Hi all. I would like to share some issues I’ve been dealing with recently and would like to hear you experiences, ideas and thoughts. Bare with me, this will be slightly longer post.
The issue revolves around usage of LLMs or possibly specialized AI models (if they exist) in validation, compliance enforcing and error correction of Ansible code and other input data. There is a predominant understanding, especially among higher management, that modern AI tools can solve most of the tedious manual human error correction tasks if you just feed it with all of the data and give it instructions on how to “sort this out”.
So here is my example. Let’s say we have around 350 Ansible projects. Projects have a predefined structure of directories for collections, roles, group and host vars, inventory and playbooks. Each project describes one setup consisting of a number of VMs and services deployed to them. There are predefined rules for project and VM naming, required inventory groups, group naming and group hierarchy. We currently rely on human input to correctly define inventory data including VM naming, group membership and other inventory data in general. As it can be expected, we encounter a lot of subtle human made errors, inconsistencies, typos, ordering issues, collisions (two VMs with the same name for example) etc.
Since number of projects are increasing over time and human made errors are piling over time, it is becoming challenging to keep an overview of all of the projects and thousands of VMs and said errors are increasingly becoming a cause of all kind of issues.
That being said, what AI powered tools are out there that could possibly ingest all this data and “sort this out”? Do you have any positive experiences?
My understanding is that for general purpose LLMs, token input limit would be the first obstacle. If I wanted to let LLM only to deal with inventory data, that would be around 1 MB of data (300k tokens roughly). The next issue would be that with this amount od data, LLMs will quickly loose comprehension and start to deviate, make errors itself and hallucinate.

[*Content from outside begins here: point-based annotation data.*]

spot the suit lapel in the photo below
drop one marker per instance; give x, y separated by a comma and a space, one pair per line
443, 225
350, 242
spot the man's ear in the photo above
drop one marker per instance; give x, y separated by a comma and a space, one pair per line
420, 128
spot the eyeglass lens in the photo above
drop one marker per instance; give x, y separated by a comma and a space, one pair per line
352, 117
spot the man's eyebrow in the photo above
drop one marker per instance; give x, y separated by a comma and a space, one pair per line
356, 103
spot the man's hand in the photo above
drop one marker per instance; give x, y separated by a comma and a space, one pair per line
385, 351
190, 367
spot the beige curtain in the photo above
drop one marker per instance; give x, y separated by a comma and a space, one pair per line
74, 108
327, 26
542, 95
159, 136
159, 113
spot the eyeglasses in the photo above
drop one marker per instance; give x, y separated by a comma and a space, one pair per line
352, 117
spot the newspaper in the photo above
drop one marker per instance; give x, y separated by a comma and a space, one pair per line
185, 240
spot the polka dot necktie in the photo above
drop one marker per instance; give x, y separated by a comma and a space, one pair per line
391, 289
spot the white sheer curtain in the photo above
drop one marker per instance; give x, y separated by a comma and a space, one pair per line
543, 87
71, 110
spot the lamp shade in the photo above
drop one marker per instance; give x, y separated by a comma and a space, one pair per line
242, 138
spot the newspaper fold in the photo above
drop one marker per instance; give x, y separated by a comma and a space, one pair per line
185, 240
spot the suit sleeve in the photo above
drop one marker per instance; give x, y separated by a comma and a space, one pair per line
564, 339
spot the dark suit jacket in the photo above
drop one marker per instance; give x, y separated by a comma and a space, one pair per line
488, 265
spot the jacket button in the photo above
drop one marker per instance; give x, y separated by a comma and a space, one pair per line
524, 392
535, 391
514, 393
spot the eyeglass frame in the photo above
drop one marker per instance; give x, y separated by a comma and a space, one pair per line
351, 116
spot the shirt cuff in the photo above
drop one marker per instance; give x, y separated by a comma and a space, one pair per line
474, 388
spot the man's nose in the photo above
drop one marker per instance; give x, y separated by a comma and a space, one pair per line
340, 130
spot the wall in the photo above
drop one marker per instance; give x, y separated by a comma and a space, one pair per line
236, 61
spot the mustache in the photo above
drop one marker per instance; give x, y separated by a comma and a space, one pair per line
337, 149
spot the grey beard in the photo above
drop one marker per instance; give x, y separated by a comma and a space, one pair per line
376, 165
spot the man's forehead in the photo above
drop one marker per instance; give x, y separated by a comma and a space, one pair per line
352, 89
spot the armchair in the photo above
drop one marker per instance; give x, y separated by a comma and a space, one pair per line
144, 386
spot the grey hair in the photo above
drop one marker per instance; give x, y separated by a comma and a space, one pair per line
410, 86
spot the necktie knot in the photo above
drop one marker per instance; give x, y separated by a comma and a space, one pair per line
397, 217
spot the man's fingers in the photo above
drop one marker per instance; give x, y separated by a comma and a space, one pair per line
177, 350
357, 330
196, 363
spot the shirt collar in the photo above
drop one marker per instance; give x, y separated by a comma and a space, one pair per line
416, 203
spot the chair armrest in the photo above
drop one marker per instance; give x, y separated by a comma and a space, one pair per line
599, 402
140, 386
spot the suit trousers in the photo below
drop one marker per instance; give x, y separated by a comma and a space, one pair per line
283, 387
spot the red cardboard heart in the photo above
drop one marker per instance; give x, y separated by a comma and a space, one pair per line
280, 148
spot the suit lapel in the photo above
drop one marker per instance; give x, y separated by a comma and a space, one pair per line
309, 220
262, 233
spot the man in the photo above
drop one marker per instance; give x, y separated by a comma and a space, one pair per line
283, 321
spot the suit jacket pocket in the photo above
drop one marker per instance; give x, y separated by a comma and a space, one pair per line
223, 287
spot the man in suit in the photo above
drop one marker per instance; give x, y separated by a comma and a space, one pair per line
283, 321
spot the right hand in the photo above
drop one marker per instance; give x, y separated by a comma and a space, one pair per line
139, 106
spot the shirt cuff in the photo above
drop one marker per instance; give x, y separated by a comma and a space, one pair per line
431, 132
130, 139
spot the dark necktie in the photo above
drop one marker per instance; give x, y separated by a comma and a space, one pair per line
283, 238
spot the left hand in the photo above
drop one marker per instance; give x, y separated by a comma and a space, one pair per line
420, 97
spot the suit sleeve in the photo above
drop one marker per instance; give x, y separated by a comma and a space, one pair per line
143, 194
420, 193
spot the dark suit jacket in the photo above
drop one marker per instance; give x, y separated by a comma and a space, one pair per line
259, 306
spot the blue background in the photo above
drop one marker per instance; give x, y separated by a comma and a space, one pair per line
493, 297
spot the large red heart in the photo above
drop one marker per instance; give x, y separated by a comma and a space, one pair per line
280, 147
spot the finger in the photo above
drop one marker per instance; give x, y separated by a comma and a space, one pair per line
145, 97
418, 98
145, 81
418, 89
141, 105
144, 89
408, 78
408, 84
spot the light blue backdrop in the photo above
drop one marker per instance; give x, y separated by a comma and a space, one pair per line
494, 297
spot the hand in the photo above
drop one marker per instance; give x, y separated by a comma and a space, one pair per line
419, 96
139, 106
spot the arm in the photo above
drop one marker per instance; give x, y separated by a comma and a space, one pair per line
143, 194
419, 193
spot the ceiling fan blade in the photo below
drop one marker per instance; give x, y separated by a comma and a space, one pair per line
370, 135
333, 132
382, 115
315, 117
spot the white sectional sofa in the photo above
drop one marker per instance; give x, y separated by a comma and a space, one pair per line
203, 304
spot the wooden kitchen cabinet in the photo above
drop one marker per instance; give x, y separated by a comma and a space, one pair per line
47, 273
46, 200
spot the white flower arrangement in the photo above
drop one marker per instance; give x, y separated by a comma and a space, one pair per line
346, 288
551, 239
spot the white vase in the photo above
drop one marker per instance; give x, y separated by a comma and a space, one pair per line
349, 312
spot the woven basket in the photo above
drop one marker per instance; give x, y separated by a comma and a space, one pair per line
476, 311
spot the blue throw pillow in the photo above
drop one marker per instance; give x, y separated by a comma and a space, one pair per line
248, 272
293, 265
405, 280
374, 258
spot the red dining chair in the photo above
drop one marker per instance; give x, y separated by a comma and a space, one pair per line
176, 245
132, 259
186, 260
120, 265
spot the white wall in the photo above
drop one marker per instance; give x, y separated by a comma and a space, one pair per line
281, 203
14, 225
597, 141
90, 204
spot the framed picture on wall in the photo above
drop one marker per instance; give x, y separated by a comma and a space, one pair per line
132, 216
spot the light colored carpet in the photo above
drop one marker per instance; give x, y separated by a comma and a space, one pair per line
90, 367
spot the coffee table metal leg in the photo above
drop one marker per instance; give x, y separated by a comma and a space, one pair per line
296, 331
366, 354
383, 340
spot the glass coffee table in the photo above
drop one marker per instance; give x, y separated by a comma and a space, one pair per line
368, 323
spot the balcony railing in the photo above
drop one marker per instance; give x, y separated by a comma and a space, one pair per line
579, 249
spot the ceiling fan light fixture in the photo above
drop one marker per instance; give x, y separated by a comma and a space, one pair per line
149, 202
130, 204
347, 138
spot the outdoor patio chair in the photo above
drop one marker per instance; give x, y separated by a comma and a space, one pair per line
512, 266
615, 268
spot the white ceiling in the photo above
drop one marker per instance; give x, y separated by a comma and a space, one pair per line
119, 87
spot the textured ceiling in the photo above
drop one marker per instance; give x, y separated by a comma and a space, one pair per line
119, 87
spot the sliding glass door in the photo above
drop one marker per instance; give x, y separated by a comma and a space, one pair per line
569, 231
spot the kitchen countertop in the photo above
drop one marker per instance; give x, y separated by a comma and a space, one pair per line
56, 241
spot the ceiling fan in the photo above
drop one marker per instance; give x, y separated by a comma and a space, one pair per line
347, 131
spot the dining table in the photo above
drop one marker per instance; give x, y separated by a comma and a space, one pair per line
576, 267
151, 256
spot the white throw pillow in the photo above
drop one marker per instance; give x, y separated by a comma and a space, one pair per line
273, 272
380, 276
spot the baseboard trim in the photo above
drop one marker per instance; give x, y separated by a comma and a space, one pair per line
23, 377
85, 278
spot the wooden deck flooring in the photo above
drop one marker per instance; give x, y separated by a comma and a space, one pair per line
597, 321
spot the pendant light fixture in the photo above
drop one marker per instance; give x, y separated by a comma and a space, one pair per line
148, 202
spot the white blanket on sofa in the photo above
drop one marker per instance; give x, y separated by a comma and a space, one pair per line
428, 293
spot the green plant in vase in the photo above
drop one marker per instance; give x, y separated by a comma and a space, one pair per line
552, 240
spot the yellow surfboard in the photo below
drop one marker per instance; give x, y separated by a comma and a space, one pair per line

So to add to this (one sided ) discussion, here are some thoughts and experiences of my own with ChatGPT. You can make it ingest large amount of data as an archive to a Jypiter environment/notebook. This data does not go trough language model because it would break the token limit. On the other hand, language model can write python snippets to do the refactoring on said data based on rules input into language model. In this way, no limits are applied. In other words, this can be described as glorified “grep” and “sed” runner.

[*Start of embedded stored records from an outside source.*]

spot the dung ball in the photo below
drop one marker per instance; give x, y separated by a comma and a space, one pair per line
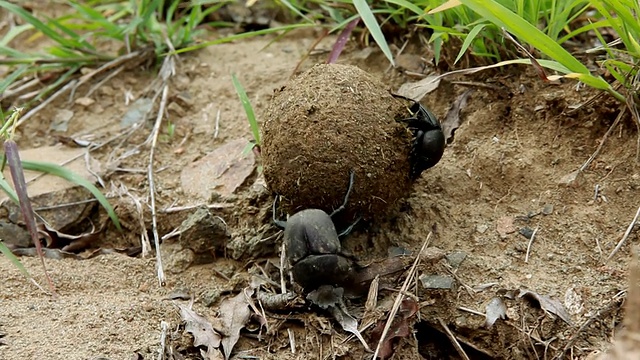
326, 123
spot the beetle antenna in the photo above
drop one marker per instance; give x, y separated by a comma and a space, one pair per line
346, 197
279, 223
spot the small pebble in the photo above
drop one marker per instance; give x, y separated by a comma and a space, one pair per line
456, 258
436, 281
526, 232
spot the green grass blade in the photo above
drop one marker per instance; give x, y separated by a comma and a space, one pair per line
244, 35
64, 173
404, 4
469, 39
37, 24
502, 17
248, 109
17, 73
14, 259
372, 24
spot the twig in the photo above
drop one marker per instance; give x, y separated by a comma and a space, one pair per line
604, 139
471, 311
191, 207
292, 340
103, 81
398, 301
217, 126
569, 344
45, 103
625, 236
479, 84
453, 339
163, 339
533, 235
144, 236
283, 257
152, 188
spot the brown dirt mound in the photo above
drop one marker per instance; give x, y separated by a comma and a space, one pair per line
329, 121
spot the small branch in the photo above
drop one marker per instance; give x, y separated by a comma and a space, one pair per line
533, 235
152, 188
398, 301
626, 235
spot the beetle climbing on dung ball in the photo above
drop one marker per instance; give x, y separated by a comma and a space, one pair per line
330, 121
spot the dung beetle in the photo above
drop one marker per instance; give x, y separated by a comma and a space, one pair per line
428, 138
313, 247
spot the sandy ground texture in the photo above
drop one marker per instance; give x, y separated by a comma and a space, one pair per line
508, 176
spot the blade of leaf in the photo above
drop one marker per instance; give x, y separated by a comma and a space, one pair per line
248, 109
14, 260
62, 172
503, 17
372, 24
342, 41
39, 25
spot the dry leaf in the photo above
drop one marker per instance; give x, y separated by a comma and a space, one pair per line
235, 314
496, 309
202, 331
547, 304
453, 121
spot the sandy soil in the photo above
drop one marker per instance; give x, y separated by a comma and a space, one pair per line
505, 174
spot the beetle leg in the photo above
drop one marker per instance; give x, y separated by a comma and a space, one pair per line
279, 223
346, 197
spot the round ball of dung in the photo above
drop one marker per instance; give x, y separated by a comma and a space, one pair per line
326, 123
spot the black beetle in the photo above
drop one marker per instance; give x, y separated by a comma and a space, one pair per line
428, 138
313, 247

Since data does not go trough the language model, you cannot tell it to try to “understand” the data and infer some meaning, rules, principles etc. present in the data. It can only make complex scripts to do a “search and replace”. For that, you have to specify very precise rules to apply. It’s basically the same as asking it to generate python snippets and then just run them on your dataset locally (your computer/server).
Simple stuff like “please find me any typos” cannot be done for non dictionary words and other special strings. I mean, for this specific request, model could possibly create a complex python script that does some statistical analysis of words and statistically find what could possibly be a typo because of how often a correct word is found compared to a word with a typo, but… that’s a stretch.

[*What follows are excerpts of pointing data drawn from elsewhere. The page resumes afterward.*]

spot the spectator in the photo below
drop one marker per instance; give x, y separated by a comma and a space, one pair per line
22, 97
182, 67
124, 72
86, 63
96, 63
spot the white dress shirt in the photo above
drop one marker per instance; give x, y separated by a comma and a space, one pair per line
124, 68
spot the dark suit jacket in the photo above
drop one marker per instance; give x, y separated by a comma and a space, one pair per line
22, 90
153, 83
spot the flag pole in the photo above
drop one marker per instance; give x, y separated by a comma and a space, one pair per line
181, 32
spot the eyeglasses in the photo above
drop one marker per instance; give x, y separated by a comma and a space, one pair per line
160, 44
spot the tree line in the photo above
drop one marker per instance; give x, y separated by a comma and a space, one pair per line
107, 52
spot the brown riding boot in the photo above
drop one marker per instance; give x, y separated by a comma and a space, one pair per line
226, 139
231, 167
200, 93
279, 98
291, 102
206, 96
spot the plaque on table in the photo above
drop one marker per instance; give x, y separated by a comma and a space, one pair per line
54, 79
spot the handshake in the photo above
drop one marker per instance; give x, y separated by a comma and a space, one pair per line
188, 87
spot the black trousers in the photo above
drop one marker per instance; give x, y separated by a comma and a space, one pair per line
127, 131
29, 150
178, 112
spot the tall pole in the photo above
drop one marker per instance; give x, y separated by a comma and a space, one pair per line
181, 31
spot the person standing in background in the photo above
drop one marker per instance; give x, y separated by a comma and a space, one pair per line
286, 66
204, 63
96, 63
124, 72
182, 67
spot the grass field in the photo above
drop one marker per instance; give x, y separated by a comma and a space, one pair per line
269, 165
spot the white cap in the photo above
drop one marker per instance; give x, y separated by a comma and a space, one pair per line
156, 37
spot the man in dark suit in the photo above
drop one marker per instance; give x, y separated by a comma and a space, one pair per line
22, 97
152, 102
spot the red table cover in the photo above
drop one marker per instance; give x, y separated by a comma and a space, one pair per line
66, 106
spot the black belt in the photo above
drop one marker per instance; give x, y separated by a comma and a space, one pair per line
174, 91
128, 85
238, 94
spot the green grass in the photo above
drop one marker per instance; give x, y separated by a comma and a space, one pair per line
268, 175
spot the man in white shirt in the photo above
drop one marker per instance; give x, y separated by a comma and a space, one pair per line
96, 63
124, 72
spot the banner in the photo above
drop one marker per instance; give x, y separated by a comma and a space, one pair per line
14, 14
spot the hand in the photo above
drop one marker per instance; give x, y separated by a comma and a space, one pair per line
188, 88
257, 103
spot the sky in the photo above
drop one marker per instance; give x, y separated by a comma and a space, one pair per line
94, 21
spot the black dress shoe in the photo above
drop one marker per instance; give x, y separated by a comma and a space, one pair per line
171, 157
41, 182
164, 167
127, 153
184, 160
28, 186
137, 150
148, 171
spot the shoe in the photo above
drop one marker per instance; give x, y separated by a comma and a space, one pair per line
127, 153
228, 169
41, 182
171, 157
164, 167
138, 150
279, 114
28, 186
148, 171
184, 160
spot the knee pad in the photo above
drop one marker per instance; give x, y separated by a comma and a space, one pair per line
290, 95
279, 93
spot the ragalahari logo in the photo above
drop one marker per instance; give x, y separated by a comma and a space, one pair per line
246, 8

This is a very interesting topic. You mentioned you’ve used ChatGPT. IIRC recently OpenAI reduced the 1M context window for some of the models down to 258k maximum: Reddit - Please wait for verification
With the OpenAI models and the context window changes I think you’d be unable to ingest your entire inventory. Have you explored using any Anthropic models via Claude which have a 1M context window such as Sonnet 4.6 (1M context) or Opus 4.6 (1M context)?
I think a good starting point would be to help your agent(s) with project context. Have you tried creating an AGENTS.md or CLAUDE.md in each project which outlines each project’s VM naming conventions, inventory groups hierarchy etc.
WTF. I did not say that Bot answer or some malware on your device?
To comment the rest of the answer, my original post is over one year old now. AI tools have progressed in the meantime and could possibly be of greater help but we solved the original problem… unfortunately manually.
There are two issues when trying to process projects one by one with some AI tool:
Just by looking at the inventory file, I can right away spot the errors and inconsistencies because I keep much of the data in my brain. It does not take me much time to fix errors in a single inventory file either. When doing it with an LLM, you have to wait for it to churn all the tokens and propose the changes which I have to review any way and accept. It effectively does not save me any time but increases the cost.
It cannot spot errors across projects like naming collisions and other global inconsistencies.
@dbrennand As I already mentioned, the original problem is now solved so large context windows came a little late for us. In the meantime we also made rules for inventory file formating and their content much more strict so that less errors creep up. We also made AGENTS.md and CLAUDE.md with AI agent specific instructions on how to guide the user/engineer when implementing the project, including the inventory file content. An AI agent now acts as the control mechanism. Not completely perfect but a step forward in the right direction.
I guess it is a(n AI-generated) spam post, trying to add more reputation to a spam link by attributing it to a frequent poster like you. I’ve flagged the post.